Warum jedes Wort zählt: Der Weg zu einer bewussten Sprache
Die Aufmerksamkeit für eine achtsame Wortwahl ist weit mehr als eine Frage der Etikette. Sie ist der erste, entscheidende Schritt, um Ableismus – die Diskriminierung und Benachteiligung von Menschen mit Behinderungen – zu erkennen und abzubauen. Sobald wir uns der Nuancen unserer Sprache bewusst werden, öffnet sich unser Blick für subtile und offene Strukturen, die Ausgrenzung fördern: von unausgesprochenen Vorurteilen am Arbeitsplatz bis hin zu stereotypen oder fehlenden Darstellungen in den Medien.

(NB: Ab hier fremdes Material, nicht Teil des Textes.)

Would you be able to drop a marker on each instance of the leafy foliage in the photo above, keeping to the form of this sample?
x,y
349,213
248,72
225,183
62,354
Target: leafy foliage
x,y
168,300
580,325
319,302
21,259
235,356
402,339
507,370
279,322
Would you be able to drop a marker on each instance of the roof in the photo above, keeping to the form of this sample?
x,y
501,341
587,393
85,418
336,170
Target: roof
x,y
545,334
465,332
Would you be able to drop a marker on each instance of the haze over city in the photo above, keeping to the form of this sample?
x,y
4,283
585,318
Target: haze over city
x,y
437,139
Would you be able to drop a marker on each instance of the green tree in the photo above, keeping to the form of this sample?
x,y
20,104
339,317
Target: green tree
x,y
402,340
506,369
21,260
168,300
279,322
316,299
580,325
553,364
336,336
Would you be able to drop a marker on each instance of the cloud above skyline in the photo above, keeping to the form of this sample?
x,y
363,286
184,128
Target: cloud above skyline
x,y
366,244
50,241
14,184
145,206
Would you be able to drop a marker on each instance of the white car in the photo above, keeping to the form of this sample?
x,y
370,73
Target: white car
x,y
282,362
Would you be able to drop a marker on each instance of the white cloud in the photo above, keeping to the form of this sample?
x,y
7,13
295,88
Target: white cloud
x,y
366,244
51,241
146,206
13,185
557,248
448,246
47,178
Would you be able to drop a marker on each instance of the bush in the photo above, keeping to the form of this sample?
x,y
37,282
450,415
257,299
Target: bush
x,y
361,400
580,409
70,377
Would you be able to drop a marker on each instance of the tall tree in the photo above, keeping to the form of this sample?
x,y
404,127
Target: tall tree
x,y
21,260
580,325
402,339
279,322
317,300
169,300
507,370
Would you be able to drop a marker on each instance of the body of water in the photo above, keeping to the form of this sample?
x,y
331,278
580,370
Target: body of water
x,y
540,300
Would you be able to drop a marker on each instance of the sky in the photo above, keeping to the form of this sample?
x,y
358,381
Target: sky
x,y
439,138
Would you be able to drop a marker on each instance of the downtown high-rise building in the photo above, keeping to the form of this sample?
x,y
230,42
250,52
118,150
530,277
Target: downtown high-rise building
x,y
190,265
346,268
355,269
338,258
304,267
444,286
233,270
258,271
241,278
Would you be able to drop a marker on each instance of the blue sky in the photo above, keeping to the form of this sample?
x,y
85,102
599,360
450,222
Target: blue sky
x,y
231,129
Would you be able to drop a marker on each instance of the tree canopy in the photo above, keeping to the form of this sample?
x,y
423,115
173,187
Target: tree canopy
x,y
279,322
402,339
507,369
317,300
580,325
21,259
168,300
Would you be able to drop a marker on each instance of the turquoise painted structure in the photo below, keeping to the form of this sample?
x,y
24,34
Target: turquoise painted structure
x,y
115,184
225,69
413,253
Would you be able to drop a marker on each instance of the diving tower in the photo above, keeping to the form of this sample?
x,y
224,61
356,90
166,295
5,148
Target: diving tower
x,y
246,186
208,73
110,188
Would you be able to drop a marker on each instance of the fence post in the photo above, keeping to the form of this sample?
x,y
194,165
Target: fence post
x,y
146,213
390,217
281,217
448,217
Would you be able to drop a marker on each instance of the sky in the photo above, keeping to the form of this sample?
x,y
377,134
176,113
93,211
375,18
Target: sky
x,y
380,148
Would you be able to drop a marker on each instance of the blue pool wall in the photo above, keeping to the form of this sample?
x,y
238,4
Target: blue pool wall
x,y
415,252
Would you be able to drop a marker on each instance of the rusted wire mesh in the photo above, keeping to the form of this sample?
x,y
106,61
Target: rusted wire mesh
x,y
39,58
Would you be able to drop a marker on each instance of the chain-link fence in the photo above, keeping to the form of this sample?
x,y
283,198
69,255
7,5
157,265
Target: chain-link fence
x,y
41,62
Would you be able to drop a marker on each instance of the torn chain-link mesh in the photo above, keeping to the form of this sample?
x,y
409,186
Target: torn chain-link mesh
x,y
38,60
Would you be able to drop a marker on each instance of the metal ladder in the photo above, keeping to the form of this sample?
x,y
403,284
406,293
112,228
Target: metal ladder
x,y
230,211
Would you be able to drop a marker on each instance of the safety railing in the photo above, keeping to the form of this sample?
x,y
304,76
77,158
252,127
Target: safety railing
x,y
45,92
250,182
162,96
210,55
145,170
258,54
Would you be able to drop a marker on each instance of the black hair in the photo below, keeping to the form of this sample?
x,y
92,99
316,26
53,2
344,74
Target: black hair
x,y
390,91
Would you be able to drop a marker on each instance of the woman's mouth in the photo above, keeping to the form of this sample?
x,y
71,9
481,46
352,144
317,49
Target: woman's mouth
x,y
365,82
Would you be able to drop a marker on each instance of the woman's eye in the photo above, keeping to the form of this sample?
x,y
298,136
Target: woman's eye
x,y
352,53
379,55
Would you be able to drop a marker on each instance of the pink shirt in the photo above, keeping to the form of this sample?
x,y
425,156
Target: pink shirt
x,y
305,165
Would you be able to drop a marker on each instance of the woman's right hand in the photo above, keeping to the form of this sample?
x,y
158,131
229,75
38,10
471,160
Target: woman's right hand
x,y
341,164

Eine inklusive Sprache fördert nicht nur das gegenseitige Verständnis, sondern ebnet den Weg für Richtlinien, die Teilhabe wirklich ermöglichen, und für Medien, die die Vielfalt unserer Gesellschaft authentisch abbilden. Es ist eine Einladung an uns alle, bewusster zu kommunizieren und so aktiv an einer Welt mitzuwirken, in der wirklich jeder Mensch gesehen, gehört und wertgeschätzt wird.